Transcription destabilizes triplet repeats

Abstract

Triplet repeat expansion is the molecular basis for several human diseases. Intensive studies using systems in bacteria, yeast, flies, mammalian cells, and mice have provided important insights into the molecular processes that are responsible for mediating repeat instability. The age-dependent, ongoing repeat instability in somatic tissues, especially in terminally differentiated neurons, strongly suggests a robust role for pathways that are independent of DNA replication. Several genetic studies have indicated that transcription can play a critical role in repeat instability, potentially providing a basis for the instability observed in neurons. Transcription-induced repeat instability can be modulated by several DNA repair proteins, including those involved in mismatch repair (MMR) and transcription-coupled nucleotide excision repair (TC-NER). Though the mechanism is unclear, it is likely that transcription facilitates the formation of repeat-specific secondary structures, which act as intermediates to trigger DNA repair, eventually leading to changes in the length of the repeat tract. In addition, other processes associated with transcription can also modulate repeat instability, as shown in a variety of different systems. Overall, the mechanisms underlying repeat instability in humans are unexpectedly complicated. Because repeat-disease genes are widely expressed, transcription undoubtedly contributes to the repeat instability observed in many diseases, but it may be especially important in nondividing cells. Transcription-induced instability is likely to involve an extensive interplay not only of the core transcription machinery and DNA repair proteins, but also of proteins involved in chromatin remodeling, regulation of supercoiling, and removal of stalled RNA polymerases, as well as local DNA sequence effects.

Figure 1

Substrates used for studying transcription-induced repeat instability in bacteria, yeast, flies, and human cells. In bacteria, transcription is turned on by addition of the inducer, IPTG. Changes in tract length are followed unselectively by gel analysis. In yeast and flies, transcription is turned on by addition of galactose. For yeast, the use of a dinucleotide repeat in the coding sequence shifts the reading frame so that the Ura3 composed of the fusion gene cannot be made. Expansions or contractions of the repeat restore the reading frame and permit cell survival under selection. In flies, changes in tract length are followed unselectively by PCR. In human cells, the transcription is turned on by addition of doxycycline. CAG contractions are followed by HAT selection, which kills HPRT⁻ cells.

Figure 2

Speculative model for transcription-induced repeat instability. In this model, transcription is from left to right and the repeat is oriented so that CTG is on the template (bottom) strand and CAG is on the nontemplate (top) strand. The passage of RNAPII induces secondary structures to form in the repeat tract. Because of their lower thermal stability, CAG structures are shown as loops, while the more stable CTG structures are shown as hairpins.

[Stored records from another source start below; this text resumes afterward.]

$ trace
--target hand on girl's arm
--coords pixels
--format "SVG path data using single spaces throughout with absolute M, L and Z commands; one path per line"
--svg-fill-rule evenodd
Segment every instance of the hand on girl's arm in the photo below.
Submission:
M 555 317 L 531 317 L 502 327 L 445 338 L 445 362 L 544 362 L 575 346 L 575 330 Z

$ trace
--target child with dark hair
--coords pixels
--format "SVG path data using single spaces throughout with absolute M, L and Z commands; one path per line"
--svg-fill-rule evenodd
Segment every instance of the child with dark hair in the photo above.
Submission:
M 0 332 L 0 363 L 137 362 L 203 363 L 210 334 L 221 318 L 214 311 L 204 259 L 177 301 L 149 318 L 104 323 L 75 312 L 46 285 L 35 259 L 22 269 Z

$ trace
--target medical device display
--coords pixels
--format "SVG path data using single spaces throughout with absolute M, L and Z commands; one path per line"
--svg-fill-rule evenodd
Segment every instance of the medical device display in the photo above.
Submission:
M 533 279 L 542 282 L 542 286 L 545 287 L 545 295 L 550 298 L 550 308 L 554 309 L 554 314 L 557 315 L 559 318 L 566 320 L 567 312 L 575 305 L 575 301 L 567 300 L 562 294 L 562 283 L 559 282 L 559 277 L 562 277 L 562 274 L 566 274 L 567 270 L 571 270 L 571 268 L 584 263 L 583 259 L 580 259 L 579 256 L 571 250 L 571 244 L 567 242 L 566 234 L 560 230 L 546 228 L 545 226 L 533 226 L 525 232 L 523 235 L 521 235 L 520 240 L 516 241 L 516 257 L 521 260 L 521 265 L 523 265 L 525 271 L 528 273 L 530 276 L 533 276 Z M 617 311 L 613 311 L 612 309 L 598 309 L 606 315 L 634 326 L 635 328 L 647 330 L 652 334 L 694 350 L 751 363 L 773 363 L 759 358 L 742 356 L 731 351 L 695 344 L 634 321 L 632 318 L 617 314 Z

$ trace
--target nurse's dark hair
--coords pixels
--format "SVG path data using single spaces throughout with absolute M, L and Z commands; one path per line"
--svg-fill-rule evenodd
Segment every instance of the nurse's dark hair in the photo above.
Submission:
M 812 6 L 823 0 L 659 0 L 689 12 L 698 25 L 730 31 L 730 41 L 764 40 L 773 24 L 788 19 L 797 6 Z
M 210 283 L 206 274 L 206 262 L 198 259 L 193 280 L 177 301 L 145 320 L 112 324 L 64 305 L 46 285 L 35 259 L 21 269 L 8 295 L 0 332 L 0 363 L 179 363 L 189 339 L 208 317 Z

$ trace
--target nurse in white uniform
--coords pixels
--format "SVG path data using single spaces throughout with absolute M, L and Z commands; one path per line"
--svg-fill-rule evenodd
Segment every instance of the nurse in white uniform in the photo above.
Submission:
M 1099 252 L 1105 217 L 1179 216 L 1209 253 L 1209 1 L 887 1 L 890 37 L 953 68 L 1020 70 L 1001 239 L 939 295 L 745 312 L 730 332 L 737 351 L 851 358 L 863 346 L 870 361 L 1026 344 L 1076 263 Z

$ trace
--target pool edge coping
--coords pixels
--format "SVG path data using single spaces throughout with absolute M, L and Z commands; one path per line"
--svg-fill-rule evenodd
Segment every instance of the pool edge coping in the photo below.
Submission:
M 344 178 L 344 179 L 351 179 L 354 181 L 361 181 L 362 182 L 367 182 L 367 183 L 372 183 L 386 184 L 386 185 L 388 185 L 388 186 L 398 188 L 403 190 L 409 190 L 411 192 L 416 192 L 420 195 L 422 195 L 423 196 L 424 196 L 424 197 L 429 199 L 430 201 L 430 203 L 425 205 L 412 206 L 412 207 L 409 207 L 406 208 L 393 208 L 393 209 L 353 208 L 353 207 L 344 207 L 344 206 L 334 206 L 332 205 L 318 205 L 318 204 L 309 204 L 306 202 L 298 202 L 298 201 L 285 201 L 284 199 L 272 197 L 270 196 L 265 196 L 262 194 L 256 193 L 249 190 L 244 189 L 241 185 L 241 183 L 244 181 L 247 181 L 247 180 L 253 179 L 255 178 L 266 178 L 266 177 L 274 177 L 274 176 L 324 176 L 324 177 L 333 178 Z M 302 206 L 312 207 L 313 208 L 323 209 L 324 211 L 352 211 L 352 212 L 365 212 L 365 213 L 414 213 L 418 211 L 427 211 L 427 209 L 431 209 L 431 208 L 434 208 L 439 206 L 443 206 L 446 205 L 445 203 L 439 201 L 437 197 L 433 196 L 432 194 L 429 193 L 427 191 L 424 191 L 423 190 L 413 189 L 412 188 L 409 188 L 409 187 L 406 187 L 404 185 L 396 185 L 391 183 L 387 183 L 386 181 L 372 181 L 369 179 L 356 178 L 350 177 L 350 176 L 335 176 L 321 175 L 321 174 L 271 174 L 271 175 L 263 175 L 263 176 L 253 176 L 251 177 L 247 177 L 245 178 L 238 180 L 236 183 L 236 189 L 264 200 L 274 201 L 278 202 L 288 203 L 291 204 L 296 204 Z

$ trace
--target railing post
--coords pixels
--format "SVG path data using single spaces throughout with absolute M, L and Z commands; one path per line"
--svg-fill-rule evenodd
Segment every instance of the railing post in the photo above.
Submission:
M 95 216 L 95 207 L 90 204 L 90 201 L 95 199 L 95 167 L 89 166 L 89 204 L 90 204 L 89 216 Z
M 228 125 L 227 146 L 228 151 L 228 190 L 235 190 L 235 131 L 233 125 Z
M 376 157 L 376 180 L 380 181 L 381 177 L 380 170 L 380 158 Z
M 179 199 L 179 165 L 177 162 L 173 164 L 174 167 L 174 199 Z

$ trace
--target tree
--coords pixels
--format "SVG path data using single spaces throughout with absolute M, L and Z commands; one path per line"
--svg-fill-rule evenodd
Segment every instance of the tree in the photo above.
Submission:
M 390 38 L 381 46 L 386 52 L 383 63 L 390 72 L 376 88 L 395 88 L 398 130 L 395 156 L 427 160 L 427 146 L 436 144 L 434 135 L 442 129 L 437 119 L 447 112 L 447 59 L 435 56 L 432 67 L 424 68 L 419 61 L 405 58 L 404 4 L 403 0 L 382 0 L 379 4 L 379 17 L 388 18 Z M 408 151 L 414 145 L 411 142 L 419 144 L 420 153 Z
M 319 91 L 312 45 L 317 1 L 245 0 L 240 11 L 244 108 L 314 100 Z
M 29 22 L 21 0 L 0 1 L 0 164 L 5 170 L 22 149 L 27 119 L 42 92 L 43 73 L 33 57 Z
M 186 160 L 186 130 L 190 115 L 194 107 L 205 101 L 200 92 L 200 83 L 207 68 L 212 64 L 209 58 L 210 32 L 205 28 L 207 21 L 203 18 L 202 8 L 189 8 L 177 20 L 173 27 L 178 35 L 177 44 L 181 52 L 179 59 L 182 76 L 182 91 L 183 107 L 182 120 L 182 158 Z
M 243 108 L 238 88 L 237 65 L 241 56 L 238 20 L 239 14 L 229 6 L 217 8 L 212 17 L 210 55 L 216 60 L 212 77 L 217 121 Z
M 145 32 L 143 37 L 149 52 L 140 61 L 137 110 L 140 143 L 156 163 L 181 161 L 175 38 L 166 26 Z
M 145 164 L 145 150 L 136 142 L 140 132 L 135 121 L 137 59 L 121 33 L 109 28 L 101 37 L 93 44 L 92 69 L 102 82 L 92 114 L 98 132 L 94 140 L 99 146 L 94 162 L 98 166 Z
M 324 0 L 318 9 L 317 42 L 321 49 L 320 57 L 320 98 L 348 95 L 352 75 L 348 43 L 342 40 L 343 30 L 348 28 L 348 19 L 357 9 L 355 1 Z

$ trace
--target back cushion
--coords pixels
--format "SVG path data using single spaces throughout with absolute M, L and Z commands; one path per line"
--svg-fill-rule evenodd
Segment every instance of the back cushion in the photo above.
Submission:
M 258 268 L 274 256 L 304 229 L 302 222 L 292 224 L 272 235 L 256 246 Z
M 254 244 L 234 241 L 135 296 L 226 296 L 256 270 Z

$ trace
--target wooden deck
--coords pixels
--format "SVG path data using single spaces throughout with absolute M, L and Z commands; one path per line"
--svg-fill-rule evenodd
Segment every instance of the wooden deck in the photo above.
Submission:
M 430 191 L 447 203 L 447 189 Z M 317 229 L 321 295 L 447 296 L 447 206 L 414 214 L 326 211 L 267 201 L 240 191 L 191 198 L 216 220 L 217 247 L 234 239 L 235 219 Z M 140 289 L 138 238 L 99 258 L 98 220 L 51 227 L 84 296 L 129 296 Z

The higher single-strand character of CAG loops would allow them to branch-migrate, permitting multiple smaller loops to coalesce into a larger loop. Stabilization of a CTG hairpin by MutSβ stalls the next RNAPII, which triggers TC-NER. Displacement of RNAPII allows NER proteins to gain access to the hairpin and initiate repair. As shown by the three different pathways, the particular arrangement of the CAG loops versus the CTG hairpins could give rise to three different outcomes: contraction, no change, and expansion of the bottom strand. Remaining structures on the template strand may be repaired by this mechanism, as well. Remaining structures on the nontemplate strand may involve other mechanisms.